Thursday, October 30, 2003

Looking for a Vietnam, media misses the real stories in Iraq

Good article in NRO on the war coverage.

It seems a media gospel that every conflict must be compared to Vietnam sooner or later, so anything that could prompt the analogy triggers a flashback to the '60s. Forget that the size of the conflict, the global context, the weapons, doctrine, force structure, domestic context, terrain, motivation, and practically every other point of comparison are different. The key variable is the same — reporters looking for a storyline, a hook, something to say when they've run out of critiques. A Vietnam story is a form of analytical autopilot, usually negative, almost always misguided.

Back in April i suggested that more than laziness was involved:

What is not often discussed is how professional ambitions make journalists defeatists.

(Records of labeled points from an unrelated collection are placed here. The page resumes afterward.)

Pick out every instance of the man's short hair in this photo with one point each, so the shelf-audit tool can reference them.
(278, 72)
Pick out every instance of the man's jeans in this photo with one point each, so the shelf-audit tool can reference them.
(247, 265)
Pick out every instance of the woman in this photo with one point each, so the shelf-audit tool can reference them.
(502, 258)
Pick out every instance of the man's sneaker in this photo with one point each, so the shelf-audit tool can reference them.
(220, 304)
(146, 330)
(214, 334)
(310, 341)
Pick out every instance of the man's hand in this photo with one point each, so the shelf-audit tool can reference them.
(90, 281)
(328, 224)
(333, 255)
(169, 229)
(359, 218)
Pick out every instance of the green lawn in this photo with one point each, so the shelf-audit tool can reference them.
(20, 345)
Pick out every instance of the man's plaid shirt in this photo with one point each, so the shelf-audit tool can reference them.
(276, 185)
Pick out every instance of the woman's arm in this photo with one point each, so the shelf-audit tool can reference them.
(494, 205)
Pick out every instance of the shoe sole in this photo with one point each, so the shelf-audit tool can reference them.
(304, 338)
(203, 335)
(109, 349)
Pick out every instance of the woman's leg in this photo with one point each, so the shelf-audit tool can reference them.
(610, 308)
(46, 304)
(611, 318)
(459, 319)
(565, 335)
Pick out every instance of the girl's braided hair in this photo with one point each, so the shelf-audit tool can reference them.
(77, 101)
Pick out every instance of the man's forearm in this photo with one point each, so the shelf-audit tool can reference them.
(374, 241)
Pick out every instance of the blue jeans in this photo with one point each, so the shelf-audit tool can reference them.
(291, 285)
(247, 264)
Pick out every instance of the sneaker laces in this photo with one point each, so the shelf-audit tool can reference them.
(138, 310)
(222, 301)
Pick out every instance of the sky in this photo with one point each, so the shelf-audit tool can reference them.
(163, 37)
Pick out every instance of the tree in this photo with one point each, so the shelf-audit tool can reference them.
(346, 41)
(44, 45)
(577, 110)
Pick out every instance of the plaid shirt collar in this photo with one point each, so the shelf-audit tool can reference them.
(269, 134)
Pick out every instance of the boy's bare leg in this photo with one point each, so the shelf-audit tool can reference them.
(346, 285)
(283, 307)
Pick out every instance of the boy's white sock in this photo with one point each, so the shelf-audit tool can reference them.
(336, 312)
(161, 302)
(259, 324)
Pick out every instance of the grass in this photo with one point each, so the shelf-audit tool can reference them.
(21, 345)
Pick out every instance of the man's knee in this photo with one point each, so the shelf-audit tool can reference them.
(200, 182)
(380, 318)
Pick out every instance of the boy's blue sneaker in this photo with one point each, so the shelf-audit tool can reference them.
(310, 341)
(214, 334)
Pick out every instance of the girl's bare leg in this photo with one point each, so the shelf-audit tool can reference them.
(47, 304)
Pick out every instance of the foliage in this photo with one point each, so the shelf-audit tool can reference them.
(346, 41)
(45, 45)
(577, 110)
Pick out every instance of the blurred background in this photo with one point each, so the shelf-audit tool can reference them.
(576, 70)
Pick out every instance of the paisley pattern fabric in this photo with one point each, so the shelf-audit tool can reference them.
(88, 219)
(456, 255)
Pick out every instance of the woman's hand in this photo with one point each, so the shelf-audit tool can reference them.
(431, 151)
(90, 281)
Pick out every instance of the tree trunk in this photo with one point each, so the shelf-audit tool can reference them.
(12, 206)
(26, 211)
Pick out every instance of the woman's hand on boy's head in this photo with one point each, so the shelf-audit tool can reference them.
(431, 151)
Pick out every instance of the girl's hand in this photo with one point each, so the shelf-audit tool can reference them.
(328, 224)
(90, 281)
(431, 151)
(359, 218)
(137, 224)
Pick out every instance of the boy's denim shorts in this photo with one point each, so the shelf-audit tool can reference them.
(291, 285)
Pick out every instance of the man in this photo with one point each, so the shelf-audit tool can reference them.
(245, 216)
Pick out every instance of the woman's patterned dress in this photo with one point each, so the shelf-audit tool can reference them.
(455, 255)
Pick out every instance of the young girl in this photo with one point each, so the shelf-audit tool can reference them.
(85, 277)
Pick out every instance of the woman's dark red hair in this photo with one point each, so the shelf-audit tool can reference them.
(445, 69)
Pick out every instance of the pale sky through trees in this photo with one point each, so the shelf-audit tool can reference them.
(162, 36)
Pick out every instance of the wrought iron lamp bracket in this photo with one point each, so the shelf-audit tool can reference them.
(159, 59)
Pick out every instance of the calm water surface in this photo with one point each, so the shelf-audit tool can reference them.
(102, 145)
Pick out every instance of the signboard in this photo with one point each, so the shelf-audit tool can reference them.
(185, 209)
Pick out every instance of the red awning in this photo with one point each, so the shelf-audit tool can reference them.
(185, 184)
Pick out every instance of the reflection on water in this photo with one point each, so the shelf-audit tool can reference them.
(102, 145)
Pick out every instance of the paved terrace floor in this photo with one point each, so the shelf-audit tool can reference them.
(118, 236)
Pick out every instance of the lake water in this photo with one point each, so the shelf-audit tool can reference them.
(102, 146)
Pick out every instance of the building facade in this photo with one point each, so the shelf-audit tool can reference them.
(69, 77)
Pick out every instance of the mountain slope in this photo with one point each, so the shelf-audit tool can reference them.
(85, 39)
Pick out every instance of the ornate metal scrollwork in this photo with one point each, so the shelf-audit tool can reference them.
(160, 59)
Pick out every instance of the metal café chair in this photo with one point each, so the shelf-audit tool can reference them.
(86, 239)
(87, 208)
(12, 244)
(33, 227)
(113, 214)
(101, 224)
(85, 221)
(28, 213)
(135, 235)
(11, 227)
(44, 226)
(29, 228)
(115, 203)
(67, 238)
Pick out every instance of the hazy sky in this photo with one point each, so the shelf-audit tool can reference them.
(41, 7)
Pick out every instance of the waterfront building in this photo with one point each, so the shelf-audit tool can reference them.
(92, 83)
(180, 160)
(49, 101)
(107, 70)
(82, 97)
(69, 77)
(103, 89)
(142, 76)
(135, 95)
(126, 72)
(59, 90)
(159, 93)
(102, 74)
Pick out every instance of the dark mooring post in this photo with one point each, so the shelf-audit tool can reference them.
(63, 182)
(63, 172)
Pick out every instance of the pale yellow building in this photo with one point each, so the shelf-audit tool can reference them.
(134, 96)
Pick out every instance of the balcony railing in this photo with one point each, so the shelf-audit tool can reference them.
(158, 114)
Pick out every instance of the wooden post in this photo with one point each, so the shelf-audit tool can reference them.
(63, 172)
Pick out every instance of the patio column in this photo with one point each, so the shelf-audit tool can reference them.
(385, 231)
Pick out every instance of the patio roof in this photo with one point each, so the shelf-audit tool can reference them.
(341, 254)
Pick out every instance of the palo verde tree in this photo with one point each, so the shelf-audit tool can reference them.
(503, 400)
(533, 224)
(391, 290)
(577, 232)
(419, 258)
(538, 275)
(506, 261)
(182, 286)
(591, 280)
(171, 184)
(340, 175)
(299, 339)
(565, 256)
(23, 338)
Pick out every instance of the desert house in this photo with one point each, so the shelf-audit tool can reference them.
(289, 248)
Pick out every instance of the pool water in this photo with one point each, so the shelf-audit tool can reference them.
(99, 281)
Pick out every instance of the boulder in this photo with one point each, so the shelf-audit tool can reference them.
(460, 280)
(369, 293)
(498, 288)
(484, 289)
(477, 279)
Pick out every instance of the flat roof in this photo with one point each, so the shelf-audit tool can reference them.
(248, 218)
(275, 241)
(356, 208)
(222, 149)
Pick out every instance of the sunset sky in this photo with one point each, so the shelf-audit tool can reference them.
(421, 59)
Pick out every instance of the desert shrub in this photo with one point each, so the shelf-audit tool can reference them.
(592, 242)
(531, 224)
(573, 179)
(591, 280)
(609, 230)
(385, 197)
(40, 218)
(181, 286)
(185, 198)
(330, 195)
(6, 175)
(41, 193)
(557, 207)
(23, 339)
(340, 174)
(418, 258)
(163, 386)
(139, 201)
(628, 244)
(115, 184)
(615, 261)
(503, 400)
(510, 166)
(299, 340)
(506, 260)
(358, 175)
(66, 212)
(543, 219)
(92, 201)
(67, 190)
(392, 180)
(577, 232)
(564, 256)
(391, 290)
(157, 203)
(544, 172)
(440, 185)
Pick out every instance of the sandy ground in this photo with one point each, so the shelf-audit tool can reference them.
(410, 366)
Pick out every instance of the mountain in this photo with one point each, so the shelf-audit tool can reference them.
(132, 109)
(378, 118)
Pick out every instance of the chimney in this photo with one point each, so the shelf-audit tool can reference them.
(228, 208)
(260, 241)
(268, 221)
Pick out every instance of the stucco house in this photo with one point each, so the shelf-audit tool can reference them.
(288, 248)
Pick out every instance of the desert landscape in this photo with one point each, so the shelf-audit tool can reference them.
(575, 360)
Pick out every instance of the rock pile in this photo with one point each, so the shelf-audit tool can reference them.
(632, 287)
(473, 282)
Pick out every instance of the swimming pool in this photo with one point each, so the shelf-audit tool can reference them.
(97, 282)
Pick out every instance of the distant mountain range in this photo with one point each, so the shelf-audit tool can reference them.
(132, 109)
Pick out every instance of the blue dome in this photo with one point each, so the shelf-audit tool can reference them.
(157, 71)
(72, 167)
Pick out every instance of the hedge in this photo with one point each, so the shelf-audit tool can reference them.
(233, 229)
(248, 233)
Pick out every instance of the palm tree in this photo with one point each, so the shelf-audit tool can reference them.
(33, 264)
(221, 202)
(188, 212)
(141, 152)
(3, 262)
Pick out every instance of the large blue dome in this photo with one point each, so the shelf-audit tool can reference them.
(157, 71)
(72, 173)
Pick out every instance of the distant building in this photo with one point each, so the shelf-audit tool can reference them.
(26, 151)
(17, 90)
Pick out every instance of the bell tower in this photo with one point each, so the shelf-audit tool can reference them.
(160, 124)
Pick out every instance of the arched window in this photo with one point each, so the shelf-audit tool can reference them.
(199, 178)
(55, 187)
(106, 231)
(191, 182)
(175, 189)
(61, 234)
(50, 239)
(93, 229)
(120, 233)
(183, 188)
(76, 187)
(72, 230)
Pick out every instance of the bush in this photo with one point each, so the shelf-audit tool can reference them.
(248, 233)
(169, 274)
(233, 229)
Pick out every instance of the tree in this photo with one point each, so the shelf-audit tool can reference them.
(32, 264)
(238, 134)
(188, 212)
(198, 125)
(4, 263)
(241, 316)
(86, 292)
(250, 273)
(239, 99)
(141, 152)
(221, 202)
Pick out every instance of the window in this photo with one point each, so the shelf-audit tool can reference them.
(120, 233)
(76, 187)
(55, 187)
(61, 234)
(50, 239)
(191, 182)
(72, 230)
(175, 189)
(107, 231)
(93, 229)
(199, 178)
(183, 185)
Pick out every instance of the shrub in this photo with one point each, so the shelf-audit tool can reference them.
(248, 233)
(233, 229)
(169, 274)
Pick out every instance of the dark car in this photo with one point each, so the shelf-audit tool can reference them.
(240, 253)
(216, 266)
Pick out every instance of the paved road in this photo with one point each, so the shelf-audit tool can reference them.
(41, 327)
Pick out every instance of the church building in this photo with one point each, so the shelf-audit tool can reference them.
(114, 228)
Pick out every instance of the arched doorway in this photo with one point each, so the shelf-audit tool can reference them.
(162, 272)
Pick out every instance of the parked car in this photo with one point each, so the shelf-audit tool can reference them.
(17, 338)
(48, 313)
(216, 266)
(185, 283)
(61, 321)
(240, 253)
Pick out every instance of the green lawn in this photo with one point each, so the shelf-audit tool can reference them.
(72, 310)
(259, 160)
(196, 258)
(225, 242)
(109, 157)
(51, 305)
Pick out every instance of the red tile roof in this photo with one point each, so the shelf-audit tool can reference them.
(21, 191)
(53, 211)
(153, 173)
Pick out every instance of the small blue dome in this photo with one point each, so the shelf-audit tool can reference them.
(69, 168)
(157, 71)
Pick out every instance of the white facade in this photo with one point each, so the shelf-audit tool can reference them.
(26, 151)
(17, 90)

When wars go well, the uniformed military receives the praise. It is they who enter into history. We remember Nimitz and Patton, not the correspondents who wrote dispatches about the victories at Midway and Bastogne.

In contrast, Vietnam made the careers of David Halberstam, Seymour Hersh, and Neil Sheehan. Exposing military failure and atrocities makes the journalist the hero not the chronicler. It is a powerful temptation, one which could cause a reporter to lose proportion and distort the meaning of events. Yet this is not something that seems to get discussed much.